Boyd, 47, is the de facto leader of Phoenix-based CoalSack Energy, Inc., a fledgling company launched four months ago with the express goal of taking the groundbreaking technology to market. He spoke with me for 40 minutes Wednesday afternoon during an interview that began with my request for him to role play.
“You’re in an elevator,” I explained, “when a man wearing a solid-gold ‘I love coal’ button on the lapel of his suit jacket steps into the elevator with you. Share with me the 30-second message you would share with him about CoalSack Energy and Clear Coal™ technology.”
Initially balking at the time limit available, he opened up when given more time (i.e., 60 seconds):
“I’d tell him we have a patent on low-temperature carbonization which takes out 99.2 percent of the sulfur (from a ton of coal),” Boyd explained. “The mercury is not even measurable. We’re raising the BTU by upwards of 40 percent, averaging between 28 and 40 percent. With the same ton of coal, we’re producing the highest grade of light sweet crude oil which can be turned into Jet A fuel and that we’re getting about 7,000 cubic feet of gas.”
Expanding on the “elevator speech,” he explained that Clear Coal™ technology is good for an environment in which pollutants like sulfur and mercury are becoming big problems, expensive to combat.
“Scrubbers cost 100 to 200 million (dollars) a copy,” he explained. “At the same time, when (coal) goes through the scrubber, all of the sulfur ash drops out the bottom and all the mercury goes down there.
“So what are you gonna do with that?
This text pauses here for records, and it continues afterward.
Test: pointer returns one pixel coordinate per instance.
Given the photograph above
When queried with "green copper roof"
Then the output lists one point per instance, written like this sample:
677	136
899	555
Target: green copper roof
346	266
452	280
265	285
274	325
If you can’t separate it, it has to go to some hazardous waste landfill.
“Conversely,” he said, “You can’t even measure the mercury after we process the coal.”
For a process that produces one barrel of crude per ton of coal, the potential — there’s that word again — becomes enormous, especially in terms of energy security.
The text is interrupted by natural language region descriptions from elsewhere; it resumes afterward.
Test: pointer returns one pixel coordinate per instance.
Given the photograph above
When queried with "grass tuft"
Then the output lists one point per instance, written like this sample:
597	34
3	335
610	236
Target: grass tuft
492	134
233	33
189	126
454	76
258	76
“In the U.S. last year, I think we were in the neighborhood of 1.5 billion tons of coal use,” Boyd explained. “If we were cleaning a percentage of that, say 10 percent, that’s 185 million barrels a year (and) that could make a huge dent.”
Asked whether his five-person company has any competition, Boyd responded with the type of answer only the head of a company marketing revolutionary technology can give with a straight face.
“We don’t have any competition,” he said before going on to say that companies trying to operate in the same arena with CoalSack Energy have been able to remove only 60 percent of the impurities and have had problems with combustion taking place during transport of byproducts.
One might think that a company with such revolutionary technology and no competition would be going “gangbusters” from the start, but that’s not necessarily the case with CoalSack Energy.
“We’re so new with an awesome process,” Boyd explained, “we just need to get a couple million dollars of operating capital — perhaps from an investment banking firm or a coal producer or maybe a utility — and start putting up our own facilities, and then taking Clear Coal™ technology to the public market.”
In recent weeks, Boyd has met with representatives of two “big fish” entities — a commodity hedge fund and a statewide utility — that have expressed interest in the technology. While every contact with entities like those is valuable, he knows that other issues must be addressed in order to make a “go” of the company.
“What we really need is a CEO,” Boyd said, saying he hopes one day soon to be able to draw upon his diverse professional experience in the world of finance and focus on business development and trading of byproducts produced via the carbonization process. “We need someone who has a huge Rolodex®, who can call the CEO at Duke Energy, who has experience at this and can really guide the ship.”